Wednesday, October 5, 2011

Updating the Definition of a Bear Market

The 'Helicopter Economics Investing Guide' is meant to help educate people on how to make profitable investing choices in the current economic environment. We have coined this term to describe the current monetary and fiscal policies of the U.S. government, which involve unprecedented money printing. This is the official blog of the New York Investing meetup.

While there is a lot of talk about the S&P 500 being in a bear market because it fell 20% from its high, this definition is not particularly useful to traders or investors. The focus should be on whether or not the market is trending down and will continue to do so. A market having fallen by so much, regardless of what the amount chosen is, does not provide that information.

The term bear market dates backs to at least the 18th century and was in common use on Wall Street in the 19th. All calculations were done by hand back then and changes in prices were all traders had to go on. Just as is the case today, much of trading took place based on momentum. Traders assumed that if the market was going down, it would continue to do so and vice versa. At some point a 20% drop became the rule of thumb that a drop was serious and likely to continue. While 20% certainly indicates a  major fall in prices, the markets may or may not continue to fall after that level is reached.

A much better approach, the concept of moving averages and the idea of using them as trading guidelines didn't develop until the twentieth century. The 50-day and 200-day moving averages became the standard benchmarks for determining bullish and bearish patterns. This approach could only be widely implemented after computers became generally available. A bear pattern was established when the price fell below and remained below the 200-day moving average (the price would be trading at or below the 50-day as well). The bear would be confirmed when the 50-day moving average crossed the 200-day from above and moved below it. This is nowadays referred to with the dramatic term "death cross".  This generally takes place before a market has lost 20% of its value.

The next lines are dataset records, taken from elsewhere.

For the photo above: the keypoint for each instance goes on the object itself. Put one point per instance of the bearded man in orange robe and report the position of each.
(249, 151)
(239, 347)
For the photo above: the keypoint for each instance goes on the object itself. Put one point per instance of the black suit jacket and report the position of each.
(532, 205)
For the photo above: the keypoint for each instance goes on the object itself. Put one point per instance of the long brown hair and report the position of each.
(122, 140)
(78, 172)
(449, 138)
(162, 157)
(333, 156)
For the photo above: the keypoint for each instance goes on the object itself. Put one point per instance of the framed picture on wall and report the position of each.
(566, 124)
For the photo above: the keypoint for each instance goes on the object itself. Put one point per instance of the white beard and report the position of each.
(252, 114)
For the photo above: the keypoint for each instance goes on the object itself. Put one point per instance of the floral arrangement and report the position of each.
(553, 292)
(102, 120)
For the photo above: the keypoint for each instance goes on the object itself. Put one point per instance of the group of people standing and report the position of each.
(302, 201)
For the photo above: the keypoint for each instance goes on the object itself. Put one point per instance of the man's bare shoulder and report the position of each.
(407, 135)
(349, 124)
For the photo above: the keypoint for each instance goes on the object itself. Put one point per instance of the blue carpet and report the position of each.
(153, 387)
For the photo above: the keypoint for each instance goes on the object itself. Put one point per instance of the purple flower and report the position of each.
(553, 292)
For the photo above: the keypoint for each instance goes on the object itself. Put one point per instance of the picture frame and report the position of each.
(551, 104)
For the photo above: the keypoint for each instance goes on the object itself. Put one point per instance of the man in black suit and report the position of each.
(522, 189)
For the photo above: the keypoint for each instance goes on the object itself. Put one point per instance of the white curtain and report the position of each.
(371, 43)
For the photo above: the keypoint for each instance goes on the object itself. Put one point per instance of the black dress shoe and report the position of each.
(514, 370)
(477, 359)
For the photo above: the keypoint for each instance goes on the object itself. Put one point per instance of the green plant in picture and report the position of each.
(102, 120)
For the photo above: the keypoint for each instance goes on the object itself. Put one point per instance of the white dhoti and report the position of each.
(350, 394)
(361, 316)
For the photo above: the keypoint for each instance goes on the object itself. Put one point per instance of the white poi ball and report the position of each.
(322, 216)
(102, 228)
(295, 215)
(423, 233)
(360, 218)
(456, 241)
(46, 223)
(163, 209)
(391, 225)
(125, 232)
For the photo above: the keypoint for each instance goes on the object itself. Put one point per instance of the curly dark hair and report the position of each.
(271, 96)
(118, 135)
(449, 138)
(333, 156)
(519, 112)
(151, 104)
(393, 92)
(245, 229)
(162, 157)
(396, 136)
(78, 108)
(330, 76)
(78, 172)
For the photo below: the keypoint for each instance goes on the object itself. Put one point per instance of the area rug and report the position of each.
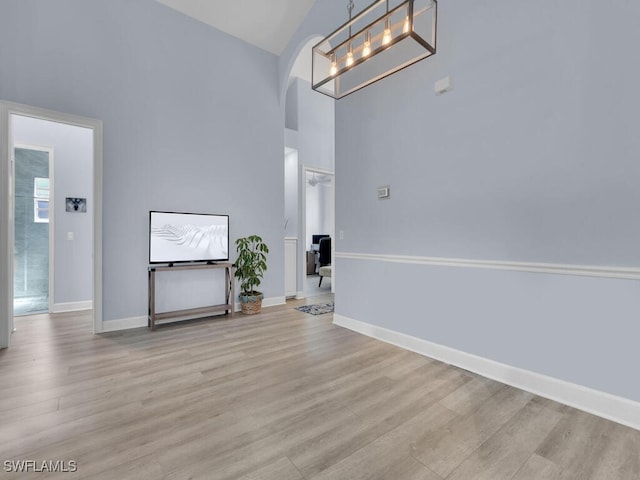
(317, 309)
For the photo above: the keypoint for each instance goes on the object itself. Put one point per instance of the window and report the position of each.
(41, 200)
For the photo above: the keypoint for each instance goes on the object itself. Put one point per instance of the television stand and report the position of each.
(191, 313)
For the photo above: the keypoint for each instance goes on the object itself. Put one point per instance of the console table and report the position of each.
(229, 294)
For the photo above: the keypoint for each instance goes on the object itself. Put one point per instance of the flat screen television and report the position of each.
(188, 237)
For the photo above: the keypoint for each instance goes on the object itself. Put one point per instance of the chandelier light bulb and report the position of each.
(386, 36)
(350, 56)
(366, 48)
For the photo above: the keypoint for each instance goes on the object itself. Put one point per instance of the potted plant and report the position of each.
(250, 267)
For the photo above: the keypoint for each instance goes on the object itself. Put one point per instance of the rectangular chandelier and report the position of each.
(385, 41)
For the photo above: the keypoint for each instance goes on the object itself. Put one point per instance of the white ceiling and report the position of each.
(268, 24)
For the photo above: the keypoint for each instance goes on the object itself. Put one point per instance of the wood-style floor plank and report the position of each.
(281, 395)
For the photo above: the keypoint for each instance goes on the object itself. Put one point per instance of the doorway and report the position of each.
(11, 116)
(33, 228)
(318, 220)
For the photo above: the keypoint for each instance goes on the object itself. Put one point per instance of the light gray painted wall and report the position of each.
(73, 177)
(291, 108)
(316, 128)
(532, 157)
(192, 122)
(291, 193)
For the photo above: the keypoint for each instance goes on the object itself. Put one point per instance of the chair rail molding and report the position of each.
(549, 268)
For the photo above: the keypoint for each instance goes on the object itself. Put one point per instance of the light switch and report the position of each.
(443, 85)
(384, 192)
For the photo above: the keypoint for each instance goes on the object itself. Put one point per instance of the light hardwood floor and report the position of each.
(282, 395)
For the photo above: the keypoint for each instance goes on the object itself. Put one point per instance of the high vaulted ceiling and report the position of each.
(268, 24)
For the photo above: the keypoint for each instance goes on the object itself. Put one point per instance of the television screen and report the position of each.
(315, 239)
(188, 237)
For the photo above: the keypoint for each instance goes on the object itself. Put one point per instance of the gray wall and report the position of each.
(192, 121)
(72, 177)
(316, 127)
(533, 157)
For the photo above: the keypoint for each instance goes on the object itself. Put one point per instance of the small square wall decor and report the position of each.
(76, 205)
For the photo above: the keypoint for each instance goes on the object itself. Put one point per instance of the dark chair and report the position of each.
(324, 251)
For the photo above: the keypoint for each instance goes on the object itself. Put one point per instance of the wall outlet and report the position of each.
(384, 192)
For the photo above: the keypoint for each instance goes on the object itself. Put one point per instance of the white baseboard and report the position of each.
(611, 407)
(142, 321)
(124, 324)
(71, 306)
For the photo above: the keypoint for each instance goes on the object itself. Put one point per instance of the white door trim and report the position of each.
(49, 150)
(6, 214)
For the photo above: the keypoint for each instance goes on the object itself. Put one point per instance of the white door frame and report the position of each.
(49, 150)
(303, 224)
(7, 109)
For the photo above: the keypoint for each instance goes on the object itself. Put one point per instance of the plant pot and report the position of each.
(251, 304)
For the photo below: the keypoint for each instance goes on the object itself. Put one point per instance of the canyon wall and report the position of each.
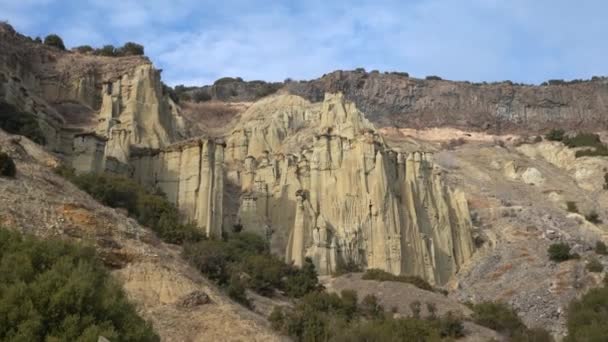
(395, 99)
(321, 183)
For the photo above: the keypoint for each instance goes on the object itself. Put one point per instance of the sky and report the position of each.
(197, 42)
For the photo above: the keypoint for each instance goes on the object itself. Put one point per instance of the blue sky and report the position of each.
(196, 42)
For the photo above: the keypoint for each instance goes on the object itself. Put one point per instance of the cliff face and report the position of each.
(119, 99)
(316, 178)
(321, 183)
(393, 99)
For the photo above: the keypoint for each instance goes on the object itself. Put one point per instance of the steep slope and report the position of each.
(154, 276)
(395, 99)
(321, 183)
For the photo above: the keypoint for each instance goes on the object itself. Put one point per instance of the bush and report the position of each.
(380, 275)
(84, 49)
(16, 122)
(559, 252)
(106, 50)
(7, 166)
(320, 316)
(246, 258)
(571, 207)
(131, 49)
(150, 209)
(55, 41)
(600, 248)
(593, 217)
(595, 266)
(556, 134)
(587, 317)
(61, 292)
(587, 140)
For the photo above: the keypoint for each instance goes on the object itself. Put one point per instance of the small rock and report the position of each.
(194, 299)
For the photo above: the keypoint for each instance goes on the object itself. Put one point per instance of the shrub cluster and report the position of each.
(55, 41)
(559, 252)
(595, 266)
(581, 139)
(601, 248)
(320, 316)
(501, 318)
(16, 122)
(380, 275)
(243, 260)
(7, 166)
(588, 316)
(61, 292)
(150, 209)
(128, 49)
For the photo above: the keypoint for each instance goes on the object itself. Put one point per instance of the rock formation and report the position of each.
(395, 99)
(345, 197)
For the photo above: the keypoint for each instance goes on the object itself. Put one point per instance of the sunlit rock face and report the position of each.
(322, 184)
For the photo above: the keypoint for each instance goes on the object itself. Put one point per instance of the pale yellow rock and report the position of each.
(344, 196)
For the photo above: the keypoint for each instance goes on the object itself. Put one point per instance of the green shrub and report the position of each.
(380, 275)
(320, 316)
(84, 49)
(61, 292)
(7, 166)
(571, 207)
(54, 40)
(595, 266)
(106, 50)
(587, 317)
(245, 256)
(556, 134)
(131, 49)
(600, 248)
(593, 217)
(16, 122)
(587, 140)
(150, 209)
(497, 316)
(559, 252)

The so called death cross took place for all the major U.S. indices in August and for many this confirmed that stocks were in a bear market. The 50-day, 200-day cross is prone to failure however. It tends to give too many false signals, as was the case in the summer of 2010 when all major U.S. indices also made this cross and then reversed shortly thereafter. Not only was there no bear market, but a major rally followed.

Instead of using the 50-day and 200-day moving averages as benchmarks, a more accurate bear market
reading can be obtained from using the 50-day and 325-day moving averages (or 10-week and 65-week moving averages).  While this will provide a bear market confirmation later, it will be more accurate when it does so. It takes a lot of selling energy to drive the 50-day moving average below the 325-day and if the market can't accomplish this, a real bear market doesn't exist.  Although this provides a later sell signal, it provides an earlier buy signal on the way back up.

The S&P 500 and the Russell 2000 made the 50-day, 325-day cross in mid-September, but had already made the 10-week, 65-week cross by the beginning of the month.  The Dow industrials and the Nasdaq made the daily cross at the end of September, but had already had a cross on the weekly charts by the middle of the month. Based on the weekly charts, the S&P was already in a bear market for a month before the 20% intraday drop took place on October 4th.

Investors and traders need not rely on just moving averages to find out whether or not a bear or bull market exists. Volatility can provide an important additional clue. The daily price swings for stocks in the summer of 2010 were relatively minor compared to those in August 2011. Volatility is bearish for markets and its presence recently is just another confirmation of a serious and prolonged downturn.

Modern technical analysis also provides a whole bag of tricks to help determine if a bear or bull market exists. The DMI (directional movement indicator) is the most directly applicable. Investors want to look for a  clear sell signal with a rising trend line on the DMI  on the weekly charts (the daily charts are too "noisy"). A sell signal was given in late July on the S&P 500, the Russell 2000 and the Dow Industrials. The trend line has been going up since then indicating a strengthening downtrend. A sell signal appeared in August for Nasdaq. It then failed, but a new sell signal was given in September.

There is more than enough reason to believe that U.S. stocks are in a bear market regardless of what percentage drop has taken place. Moving averages, volatility and technical indicators are all indicating that a bear market started in the U.S. somewhere between late July and mid-September 2011. This bear will not end until the 10-week moving averages cross back above their respective 65-week moving averages, volatility calms down, and DMI buy signals are given on the weekly charts.  

Disclosure: None

Daryl Montgomery
Author: "Inflation Investing - A Guide for the 2010s"
Organizer, New York Investing meetup

This posting is editorial opinion. There is no intention to endorse the purchase or sale of any security.

1 comment:


The best description of a bear market is every investment advisor is sitting on the sidelines.